А так как Академии свойственно не выдвигать никакого своего решения, а одобрять то, что выглядит наиболее похожим на истину, сопоставлять доводы, выставлять то, что можно сказать о каждом из мнений, отнюдь не пуская в ход свой авторитет, но предоставляя слушателям полную свободу выбора между ними, то и мы будем придерживаться этого обычая, который передан Сократом. Этим методом мы с тобой, брат Квинт, если тебе угодно, и будем как можно чаще пользоваться»[926].
«Для меня, – сказал Квинт, – не может быть ничего более приятного».
После этих слов мы поднялись.
О судьбе
I. (1) …поскольку[927] относится к нравам, к тому, что греки называют ήθος; мы же эту часть философии обычно называем «О нравах»[928], но, чтобы обогатить наш латинский язык, лучше присвоить ей особое название – «моральная» (moralis)[929].
Следует также объяснить значение и смысл тех высказываний, которые греки называют αξιώµατα, т. е. тех, в которых говорится что-нибудь о будущем и о том, что может состояться или не состояться. Вопрос об их значении является темным. Философы называют их высказываниями περί δυνατών. И все это относится к «логике», которую я называю искусством рассуждения.
В других моих книгах: «О природе богов», а также «О дивинации» я поступал таким образом, чтобы дать возможность каждой из сторон без перерыва высказать свои мнения, а читателю, чтобы легче было одобрить то, что ему покажется наиболее заслуживающим одобрения[930]. Но в этом рассуждении о судьбе некоторое случайное обстоятельство послужило мне помехой к применению этого метода.
(2) Случилось так, что, когда я находился в своем Путеоланском имении[931], в тех местах в то же время находился и Гирций, незадолго до того избранный консулом и один из лучших моих друзей, человек чрезвычайно увлекшийся теми же занятиями, которым и я с юных лет предавался. Мы много времени проводили вместе, чаще всего обсуждая разные планы, как добиться установления мира и согласия между гражданами. После гибели Цезаря, казалось, везде появились семена новых волнений, и мы считали, что их необходимо было избежать. Почти все наши беседы сводились к обсуждению этих вопросов, и это продолжалось ряд дней. Но как-то Гирций пришел ко мне в такой день, который оказался свободней обычного от посетителей. Сперва мы поговорили о том, что было предметом наших разговоров ежедневно и как бы узаконенно – о мире и спокойствии.
II. (3) Затем Гирций сказал: «Теперь ты, хотя упражнения в ораторском искусстве совсем, я надеюсь, не оставил, но, наверно, на первое место поставил философию.

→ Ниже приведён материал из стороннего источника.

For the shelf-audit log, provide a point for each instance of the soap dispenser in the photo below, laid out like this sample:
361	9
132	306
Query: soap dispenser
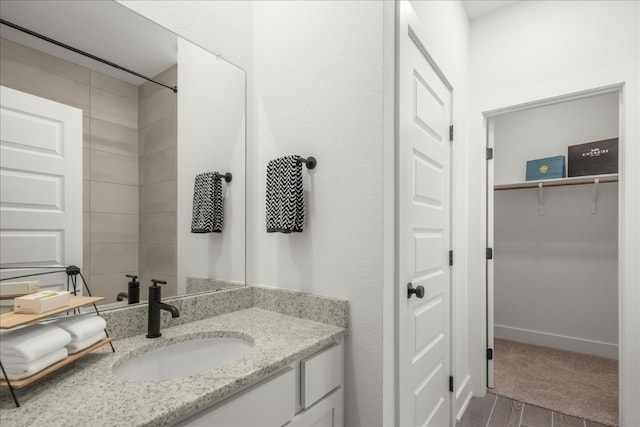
134	290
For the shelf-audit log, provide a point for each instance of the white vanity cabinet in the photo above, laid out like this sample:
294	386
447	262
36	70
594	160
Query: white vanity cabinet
309	392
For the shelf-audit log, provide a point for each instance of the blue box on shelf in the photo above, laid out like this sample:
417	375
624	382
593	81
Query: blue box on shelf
547	168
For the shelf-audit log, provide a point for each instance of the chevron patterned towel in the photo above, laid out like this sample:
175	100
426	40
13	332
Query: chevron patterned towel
207	204
285	197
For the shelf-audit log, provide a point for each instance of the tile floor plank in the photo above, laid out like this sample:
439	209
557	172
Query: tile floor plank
534	416
562	420
478	412
506	413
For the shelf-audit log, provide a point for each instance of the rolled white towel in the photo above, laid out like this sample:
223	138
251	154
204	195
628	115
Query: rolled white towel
74	347
82	326
31	342
17	371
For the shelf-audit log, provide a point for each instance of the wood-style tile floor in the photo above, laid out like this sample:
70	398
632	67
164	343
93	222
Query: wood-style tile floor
498	411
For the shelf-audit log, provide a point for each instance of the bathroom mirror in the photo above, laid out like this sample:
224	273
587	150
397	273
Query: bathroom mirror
142	144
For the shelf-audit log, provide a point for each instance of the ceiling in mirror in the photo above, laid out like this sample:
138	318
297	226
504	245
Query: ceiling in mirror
97	28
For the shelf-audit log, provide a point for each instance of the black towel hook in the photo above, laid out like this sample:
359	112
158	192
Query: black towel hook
227	176
309	161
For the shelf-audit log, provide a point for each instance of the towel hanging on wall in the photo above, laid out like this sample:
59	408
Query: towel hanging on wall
285	197
207	203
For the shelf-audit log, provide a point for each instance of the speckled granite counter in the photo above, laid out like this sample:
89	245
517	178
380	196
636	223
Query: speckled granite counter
87	393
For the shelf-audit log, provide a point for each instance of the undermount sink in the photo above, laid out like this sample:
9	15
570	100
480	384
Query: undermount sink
183	359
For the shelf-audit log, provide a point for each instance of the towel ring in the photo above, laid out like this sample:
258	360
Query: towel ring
309	161
227	176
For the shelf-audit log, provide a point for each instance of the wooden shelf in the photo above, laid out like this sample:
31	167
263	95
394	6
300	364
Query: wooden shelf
64	362
560	182
13	319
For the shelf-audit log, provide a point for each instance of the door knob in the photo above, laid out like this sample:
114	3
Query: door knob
419	291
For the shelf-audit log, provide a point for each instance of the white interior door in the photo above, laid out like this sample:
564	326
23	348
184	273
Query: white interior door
40	186
424	191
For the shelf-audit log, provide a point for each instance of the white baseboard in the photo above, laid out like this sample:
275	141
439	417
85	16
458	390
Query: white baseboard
545	339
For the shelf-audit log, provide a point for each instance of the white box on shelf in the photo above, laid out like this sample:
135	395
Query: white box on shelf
41	302
13	289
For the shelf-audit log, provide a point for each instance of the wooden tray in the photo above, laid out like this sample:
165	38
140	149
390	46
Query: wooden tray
13	319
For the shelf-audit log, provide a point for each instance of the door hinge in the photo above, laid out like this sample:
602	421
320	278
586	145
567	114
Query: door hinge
489	153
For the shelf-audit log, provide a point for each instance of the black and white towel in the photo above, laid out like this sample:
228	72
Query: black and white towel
285	197
207	204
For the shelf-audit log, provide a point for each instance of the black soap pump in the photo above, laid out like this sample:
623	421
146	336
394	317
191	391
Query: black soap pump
134	290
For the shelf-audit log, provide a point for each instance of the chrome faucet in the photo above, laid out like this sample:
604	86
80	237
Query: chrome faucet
155	305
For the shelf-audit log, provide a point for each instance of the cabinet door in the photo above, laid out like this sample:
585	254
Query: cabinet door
268	404
329	412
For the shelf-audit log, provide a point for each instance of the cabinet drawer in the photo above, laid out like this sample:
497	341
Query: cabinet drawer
270	403
319	374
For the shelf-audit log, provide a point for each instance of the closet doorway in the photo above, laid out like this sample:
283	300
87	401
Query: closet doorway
552	268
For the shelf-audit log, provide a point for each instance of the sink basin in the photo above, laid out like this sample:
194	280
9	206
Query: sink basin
183	359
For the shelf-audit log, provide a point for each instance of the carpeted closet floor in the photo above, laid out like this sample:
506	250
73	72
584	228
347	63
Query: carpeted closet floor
570	383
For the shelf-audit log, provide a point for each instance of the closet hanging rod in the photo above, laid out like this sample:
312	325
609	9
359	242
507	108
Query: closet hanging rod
87	54
561	182
310	161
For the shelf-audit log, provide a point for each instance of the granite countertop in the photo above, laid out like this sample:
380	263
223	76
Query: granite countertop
87	393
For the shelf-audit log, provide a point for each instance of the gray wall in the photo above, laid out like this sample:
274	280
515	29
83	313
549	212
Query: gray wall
129	188
556	281
158	112
110	160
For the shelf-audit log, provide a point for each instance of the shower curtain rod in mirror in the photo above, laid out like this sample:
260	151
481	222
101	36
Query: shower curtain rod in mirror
87	54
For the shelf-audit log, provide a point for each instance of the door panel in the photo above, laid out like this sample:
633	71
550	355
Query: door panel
424	152
40	186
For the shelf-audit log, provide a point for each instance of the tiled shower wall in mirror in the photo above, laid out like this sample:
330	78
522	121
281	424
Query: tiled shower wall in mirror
112	198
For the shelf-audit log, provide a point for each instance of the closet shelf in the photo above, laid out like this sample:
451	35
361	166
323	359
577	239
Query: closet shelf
559	182
64	362
13	319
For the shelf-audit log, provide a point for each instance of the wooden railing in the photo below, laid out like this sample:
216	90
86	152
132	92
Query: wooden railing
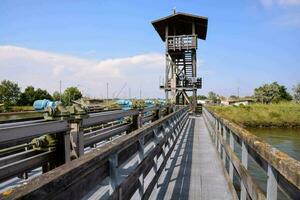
19	155
181	42
283	172
149	147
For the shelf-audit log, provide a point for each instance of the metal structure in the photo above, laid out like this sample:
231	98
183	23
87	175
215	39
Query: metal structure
28	145
180	32
75	180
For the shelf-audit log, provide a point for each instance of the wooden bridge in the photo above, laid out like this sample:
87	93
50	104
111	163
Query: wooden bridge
162	153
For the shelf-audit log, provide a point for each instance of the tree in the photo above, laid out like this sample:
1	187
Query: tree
233	97
27	97
70	94
296	90
271	93
30	95
201	97
42	94
212	97
9	93
56	96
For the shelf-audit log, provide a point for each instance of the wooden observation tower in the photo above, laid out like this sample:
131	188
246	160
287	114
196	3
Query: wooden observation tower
180	32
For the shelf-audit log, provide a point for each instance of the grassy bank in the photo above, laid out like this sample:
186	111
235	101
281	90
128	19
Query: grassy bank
262	115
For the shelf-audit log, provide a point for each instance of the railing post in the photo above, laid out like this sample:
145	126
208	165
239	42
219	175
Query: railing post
67	147
77	137
224	137
219	138
141	153
231	143
114	172
137	121
245	163
272	183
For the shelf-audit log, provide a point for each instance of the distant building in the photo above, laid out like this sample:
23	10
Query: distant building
237	102
202	101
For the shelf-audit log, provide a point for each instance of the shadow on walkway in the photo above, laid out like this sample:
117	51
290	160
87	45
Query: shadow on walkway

Так не могу ли я послушать от тебя что-нибудь?»[932]
«Ты можешь, – говорю, – и послушать, и сам поговорить. Я действительно, – это ты верно сказал, – не оставил занятий ораторским искусством, которым, как я слышал, и ты в последнее время загорелся, хотя и чересчур пылко. И то, чем я сейчас занимаюсь, не только не ослабляет это искусство, но даже дает ему пищу для роста. Ведь ораторское искусство имеет много общего с той философской системой, которой мы следуем[933]: оратор заимствует у Академии тонкость мысли, а взамен отдает ей изобилие и красоту речи. Так что, – говорю, – поскольку в нашей власти оба занятия, сегодня тебе выбирать, каким ты предпочитаешь насладиться». Гирций на это ответил: «Очень любезно с твоей стороны, и это очень похоже на тебя, ты ведь всегда охотно шел навстречу моему усердию. (4) Но так как с твоими мнениями об искусстве красноречия я достаточно знаком, и тебя я часто слушал и буду слушать, а твои „Тускуланские беседы“ показывают, что ты действительно следуешь этому методу академиков: при обсуждении оспаривать любые выдвинутые положения, то сейчас я хотел бы, если это тебя не затруднит, предложить некоторую тему, о чем я послушал бы». «Разве меня может что-нибудь затруднить, если тебе это будет приятно, – сказал я, – но учти, что слушать ты будешь римлянина и человека, который робко вступает в этот род обсуждений и притом вернулся к подобного рода занятиям после долгого перерыва».